Calum Silva enterrou o pai numa manhã cinzenta, o céu chorando em silêncio cúmplice, uma semana após o golpe fatal da demissão. Cinquenta anos. Um marco que deveria ser celebrado com bolo e abraços, mas que se transformou em epitáfio. Não havia tempo para festas, para o doce sabor da comemoração. Apenas o amargo da terra recém-revolvida e o suor frio que grudava a camisa ao corpo, uma segunda pele de luto e exaustão.
A boca seca, a alma emudecida, um vazio que ecoava mais alto que qualquer lamento. Ninguém o esperava em casa. Ninguém ligaria. Ninguém, absolutamente ninguém, perguntaria se ele estava bem. E, se por um milagre, alguém o fizesse, Calum não saberia o que responder. As palavras, assim como a esperança, haviam se dissolvido no ar rarefeito daquele dia.

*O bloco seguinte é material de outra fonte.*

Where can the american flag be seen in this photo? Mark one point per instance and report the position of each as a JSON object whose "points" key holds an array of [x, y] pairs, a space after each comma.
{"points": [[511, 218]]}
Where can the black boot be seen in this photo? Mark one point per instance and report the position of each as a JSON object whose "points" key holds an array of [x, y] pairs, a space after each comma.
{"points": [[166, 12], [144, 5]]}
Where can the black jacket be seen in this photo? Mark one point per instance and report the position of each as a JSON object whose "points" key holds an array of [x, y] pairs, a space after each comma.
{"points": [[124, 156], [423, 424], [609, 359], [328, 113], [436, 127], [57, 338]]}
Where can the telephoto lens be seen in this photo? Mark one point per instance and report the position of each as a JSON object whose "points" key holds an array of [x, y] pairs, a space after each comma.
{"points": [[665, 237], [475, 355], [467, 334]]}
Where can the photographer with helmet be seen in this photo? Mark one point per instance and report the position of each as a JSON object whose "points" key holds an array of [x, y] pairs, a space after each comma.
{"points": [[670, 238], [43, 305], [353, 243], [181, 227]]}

Nos últimos tempos, a vida de Calum havia se transformado em um campo de batalha, um exercício diário de resistência. Ele trabalhava, ou melhor, trabalhava em um pequeno escritório fiscal. A palavra “trabalhava” agora soava como um eco distante, um fantasma de um passado recente.
Sua demissão não fora por incompetência, mas por um incômodo moral que se recusava a calar. Calum, um homem de integridade inabalável, ousou confrontar as fraudes fiscais da empresa.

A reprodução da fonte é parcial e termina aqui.